The fix was systematic — I went through every deployment, StatefulSet, CronJob, and DaemonSet and added architecture constraints:
spec:
template:
spec:
nodeSelector:
kubernetes.io/arch: amd64
For CronJobs, which create Job objects that create Pods, the selector needs to be in the nested pod template:
spec:
jobTemplate:
spec:
template:
spec:
nodeAffinity:
requiredDuringSchedulingIgnoredDuringExecution:
nodeSelectorTerms:
- matchExpressions:
- key: kubernetes.io/arch
operator: In
values: ["amd64"]
I also documented this as a permanent lesson: in mixed-architecture clusters, every workload needs an explicit architecture constraint unless the container image is verified multi-arch.
UnPoller 429 Death Spiral
An interesting production issue today: UnPoller (a UniFi metrics exporter) started hitting 429 (rate limit) responses from the UniFi controller.
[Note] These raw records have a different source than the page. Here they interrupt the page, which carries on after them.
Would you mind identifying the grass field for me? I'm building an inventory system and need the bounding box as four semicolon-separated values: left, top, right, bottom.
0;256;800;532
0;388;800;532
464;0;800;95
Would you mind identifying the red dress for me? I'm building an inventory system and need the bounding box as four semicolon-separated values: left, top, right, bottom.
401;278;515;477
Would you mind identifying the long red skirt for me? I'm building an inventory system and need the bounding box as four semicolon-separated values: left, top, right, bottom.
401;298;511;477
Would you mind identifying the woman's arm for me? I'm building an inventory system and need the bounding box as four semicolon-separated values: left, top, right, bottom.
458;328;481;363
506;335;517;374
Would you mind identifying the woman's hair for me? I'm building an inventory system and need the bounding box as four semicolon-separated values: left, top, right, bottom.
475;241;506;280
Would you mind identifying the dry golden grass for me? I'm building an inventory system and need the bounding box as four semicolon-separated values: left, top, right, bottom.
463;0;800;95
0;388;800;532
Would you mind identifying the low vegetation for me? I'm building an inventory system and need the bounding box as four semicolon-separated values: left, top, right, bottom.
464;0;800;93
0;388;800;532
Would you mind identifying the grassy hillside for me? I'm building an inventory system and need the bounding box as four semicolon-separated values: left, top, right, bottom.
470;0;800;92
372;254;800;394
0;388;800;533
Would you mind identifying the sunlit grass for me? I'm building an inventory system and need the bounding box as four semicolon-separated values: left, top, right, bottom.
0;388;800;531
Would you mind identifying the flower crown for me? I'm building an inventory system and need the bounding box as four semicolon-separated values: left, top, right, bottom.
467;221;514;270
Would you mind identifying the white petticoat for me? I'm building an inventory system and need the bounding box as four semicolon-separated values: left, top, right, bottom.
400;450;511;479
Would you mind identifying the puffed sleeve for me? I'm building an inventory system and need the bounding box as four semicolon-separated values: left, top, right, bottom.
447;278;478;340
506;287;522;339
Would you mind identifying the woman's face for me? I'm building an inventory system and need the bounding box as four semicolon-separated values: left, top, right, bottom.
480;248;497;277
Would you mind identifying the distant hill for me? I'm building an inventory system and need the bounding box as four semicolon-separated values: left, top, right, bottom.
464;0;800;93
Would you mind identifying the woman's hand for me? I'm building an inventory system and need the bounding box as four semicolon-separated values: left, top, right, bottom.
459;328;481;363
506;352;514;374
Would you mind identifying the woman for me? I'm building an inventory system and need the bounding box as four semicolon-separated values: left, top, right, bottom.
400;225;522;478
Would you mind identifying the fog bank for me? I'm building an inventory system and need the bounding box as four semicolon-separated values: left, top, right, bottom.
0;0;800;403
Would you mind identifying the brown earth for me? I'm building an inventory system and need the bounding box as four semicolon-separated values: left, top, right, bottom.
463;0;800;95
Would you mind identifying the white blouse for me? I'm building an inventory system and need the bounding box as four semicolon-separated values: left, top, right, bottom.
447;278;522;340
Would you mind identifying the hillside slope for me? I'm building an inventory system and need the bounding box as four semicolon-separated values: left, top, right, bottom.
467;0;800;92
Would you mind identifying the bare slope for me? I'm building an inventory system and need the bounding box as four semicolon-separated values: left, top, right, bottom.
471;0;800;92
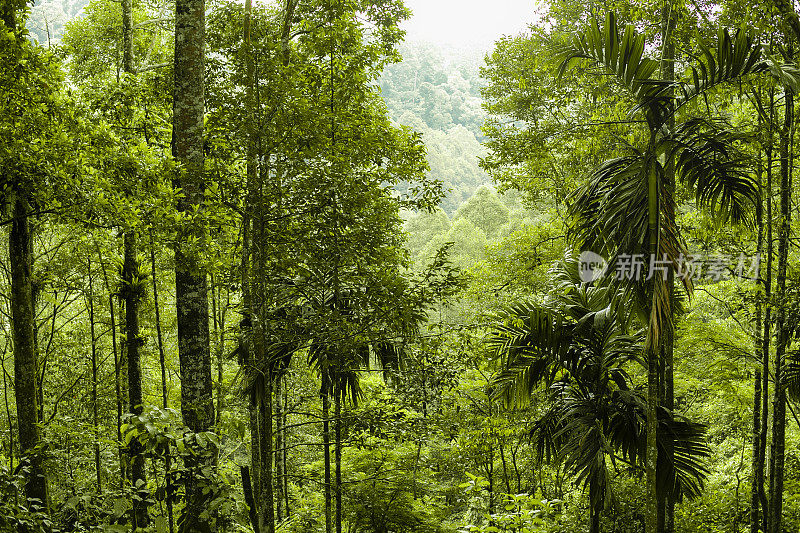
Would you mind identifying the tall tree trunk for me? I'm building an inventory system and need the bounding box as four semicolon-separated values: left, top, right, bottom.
769;86;794;533
86;258;103;494
150;229;175;533
256;374;275;533
0;3;49;509
122;230;149;531
10;195;49;508
333;382;344;533
172;0;216;532
281;374;292;518
645;132;663;533
659;5;676;533
589;479;602;533
275;373;285;522
121;0;149;520
758;94;775;532
322;382;333;533
750;137;767;533
239;0;262;531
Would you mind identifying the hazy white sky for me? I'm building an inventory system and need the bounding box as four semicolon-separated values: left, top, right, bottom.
405;0;538;45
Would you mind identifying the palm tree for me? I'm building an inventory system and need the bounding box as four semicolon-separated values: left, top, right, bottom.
558;13;796;533
490;258;709;533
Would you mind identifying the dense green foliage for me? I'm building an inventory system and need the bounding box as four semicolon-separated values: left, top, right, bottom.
0;0;800;533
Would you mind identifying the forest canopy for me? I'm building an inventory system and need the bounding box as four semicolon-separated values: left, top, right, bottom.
0;0;800;533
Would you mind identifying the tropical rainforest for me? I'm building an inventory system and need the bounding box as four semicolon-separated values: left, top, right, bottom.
0;0;800;533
When it got rate-limited, it retried aggressively, which caused more 429s, which caused more retries — a classic death spiral.
The fix: configured exponential backoff on the UnPoller polling interval and added a circuit breaker that pauses polling for 5 minutes after 3 consecutive 429 responses.
Lessons Learned
- Small AI models work great for operational tasks. Alert analysis does not need GPT-4 — a well-prompted Nova Micro with good context produces actionable remediation suggestions at near-zero cost.
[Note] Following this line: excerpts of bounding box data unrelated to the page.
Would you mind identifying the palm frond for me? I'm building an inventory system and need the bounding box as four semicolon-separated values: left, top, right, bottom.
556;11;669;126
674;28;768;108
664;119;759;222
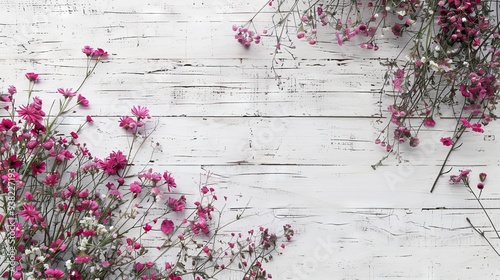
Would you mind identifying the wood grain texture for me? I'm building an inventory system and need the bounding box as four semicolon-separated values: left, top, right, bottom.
0;0;500;280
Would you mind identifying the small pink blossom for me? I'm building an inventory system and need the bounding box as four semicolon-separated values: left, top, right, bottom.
45;268;64;279
142;223;153;232
160;219;174;235
479;172;488;182
163;171;177;192
24;72;38;82
167;196;186;212
424;118;436;127
82;46;94;56
18;203;43;225
131;106;151;119
78;94;89;107
129;182;142;196
441;137;455;146
57;88;76;97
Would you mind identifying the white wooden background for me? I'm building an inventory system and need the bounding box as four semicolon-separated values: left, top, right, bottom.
0;0;500;279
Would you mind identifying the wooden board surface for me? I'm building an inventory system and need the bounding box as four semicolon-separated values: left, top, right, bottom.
0;0;500;279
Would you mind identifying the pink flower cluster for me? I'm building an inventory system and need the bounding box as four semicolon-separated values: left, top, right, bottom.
232;24;261;48
82;46;108;58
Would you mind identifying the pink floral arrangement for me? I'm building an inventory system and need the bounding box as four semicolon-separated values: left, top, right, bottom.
0;46;294;280
232;0;500;192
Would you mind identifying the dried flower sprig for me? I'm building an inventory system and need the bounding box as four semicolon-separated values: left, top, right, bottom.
0;46;293;280
233;0;500;192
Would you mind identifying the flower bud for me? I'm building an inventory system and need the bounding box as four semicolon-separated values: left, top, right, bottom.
479;172;487;182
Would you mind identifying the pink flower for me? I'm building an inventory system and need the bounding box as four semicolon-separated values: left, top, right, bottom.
129;182;142;196
134;262;144;272
131;106;151;119
0;119;14;131
424;118;436;127
441;137;455;146
98;151;127;175
471;123;484;133
391;23;403;37
167;196;186;212
161;219;174;235
24;192;33;200
163;171;177;192
82;46;94;56
460;118;471;128
24;72;38;82
7;85;17;95
78;94;89;107
42;171;59;186
16;98;45;124
479;172;487;182
57;88;76;97
18;203;43;225
75;255;92;263
120;117;137;132
142;224;153;232
203;246;211;256
168;274;183;280
30;161;45;175
335;32;343;46
45;268;64;279
42;139;54;150
92;48;108;58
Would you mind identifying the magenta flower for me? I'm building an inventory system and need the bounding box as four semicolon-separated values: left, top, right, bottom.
161;219;174;235
120;117;137;132
42;171;59;187
18;203;43;225
16;98;45;124
92;48;108;57
24;72;38;82
441;137;455;146
131;106;151;119
129;182;142;196
7;85;17;95
424;118;436;127
163;171;177;192
57;88;76;97
479;172;488;182
30;161;45;175
78;94;89;107
142;223;153;232
391;23;403;37
167;196;186;212
45;268;64;279
82;46;94;56
0;119;14;131
98;151;127;175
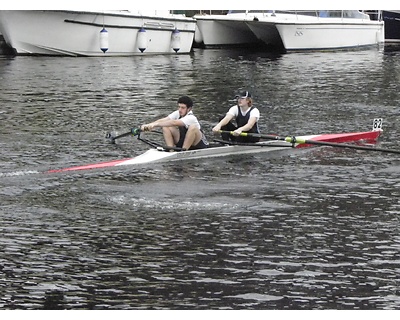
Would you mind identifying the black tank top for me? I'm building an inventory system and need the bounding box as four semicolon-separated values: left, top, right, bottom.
236;106;260;133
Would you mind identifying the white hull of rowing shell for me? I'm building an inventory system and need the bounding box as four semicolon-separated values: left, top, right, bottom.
0;10;196;56
117;141;296;166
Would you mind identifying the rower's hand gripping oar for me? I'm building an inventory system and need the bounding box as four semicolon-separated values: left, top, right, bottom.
106;128;141;143
219;130;400;154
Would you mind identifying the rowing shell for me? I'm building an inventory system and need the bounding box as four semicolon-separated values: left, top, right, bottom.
47;130;381;173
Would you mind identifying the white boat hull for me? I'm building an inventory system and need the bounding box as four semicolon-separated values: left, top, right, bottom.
194;14;259;48
117;141;292;166
46;127;381;173
247;14;385;51
0;10;196;56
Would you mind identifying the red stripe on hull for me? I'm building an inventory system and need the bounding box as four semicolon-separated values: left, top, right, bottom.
297;130;382;148
46;158;132;173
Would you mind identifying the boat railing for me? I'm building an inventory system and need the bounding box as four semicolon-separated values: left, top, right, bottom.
274;10;370;20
- Interactive Slack bots need careful RBAC scoping. The ability to execute kubectl commands from Slack is powerful but dangerous. Scope the service account to only what is needed.
- Fix arm64 scheduling once and for all. Do not play whack-a-mole with individual deployments. Audit everything, add nodeSelectors to everything, document the pattern.
- Rate limit handling needs to be explicit. Never assume an upstream API is unlimited. Build in backoff and circuit breaking from the start.
The cluster is now at 7 deployed applications with AI-powered operations. Tomorrow: documenting operational lessons.